A cette nature chtonienne et chimériquement composite, on peut associer l’ambivalence sexuelle déjà relevée dès le premier portrait du personnage, et précisée au milieu du roman :

 

« … provocante par ces ombres mêmes, agaçante comme l’Androgyne d’une volupté qui n’a pas de nom. »[33].

 

Cette ambivalence sexuelle est très nettement associée à la nature démoniaque de l’héroïne assez tôt dans le récit :

 

« Au fait, il y avait en elle les redoutables séductions qu’on peut supposer à un démon. Elle en avait le buste svelte et sans sexe, le visage ténébreux et ardent, et cette laideur impressive, audacieuse et sombre, - la seule chose digne de remplacer la beauté perdue sur la face d’un Archange tombé. »[34]

 

Regard mortifère et feu infernal

 

Animal chtonien, Chimère, Vellini est également rapprochée de la créature mythologique aux cheveux de serpents et ayant « la mort dans les yeux » selon l’expression de Jean-Pierre Vernant[35] : Méduse.

 

« Et sa tête, rejetée en arrière, avait la puissance que les passions collaient toujours à son front méduséen. »[36]

 

On peut rapprocher la Gorgone du « basilic » évoqué dans le premier portrait de l’héroïne, puisque de même que le serpent, Méduse, présente notamment dans Les Métamorphoses d’Ovide, fige dans la mort tout être qui croise son regard – Persée n’en vient à bout qu’en se servant du bouclier d’Athéna comme miroir réfléchissant le regard mortifère de la Gorgone (il peut ainsi lui trancher la tête).

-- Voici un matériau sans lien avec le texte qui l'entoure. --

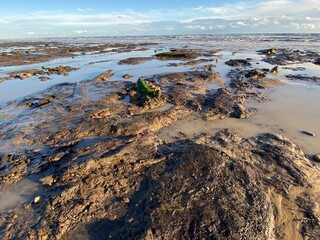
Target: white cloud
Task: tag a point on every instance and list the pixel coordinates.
(80, 31)
(241, 16)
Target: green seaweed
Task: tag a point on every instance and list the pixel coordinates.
(144, 89)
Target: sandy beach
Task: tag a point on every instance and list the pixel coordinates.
(169, 137)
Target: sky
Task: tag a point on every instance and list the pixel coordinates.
(78, 18)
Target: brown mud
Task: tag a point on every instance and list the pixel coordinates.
(23, 53)
(102, 170)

La Gorgone a partie liée à Eros, comme l’analyse freudienne du mythe a su le mettre en évidence[37] : le mythe de Méduse met en scène de façon exemplaire la pulsion scopique - l’œil fantasmatique dont le fonctionnement est soumis au régime du désir - et l’angoisse du complexe de castration. Cette angoisse est très lisible dans nombre de traités de démonologie, sous une forme qui nous apparaît aujourd’hui comique, telle cette description du Marteau des sorcières, dans laquelle les «sorcières (…) collectionnent (…) des membres virils en grand nombres (…) et s’en vont les déposer dans des nids d’oiseaux ou les enferment dans des boites (…) ».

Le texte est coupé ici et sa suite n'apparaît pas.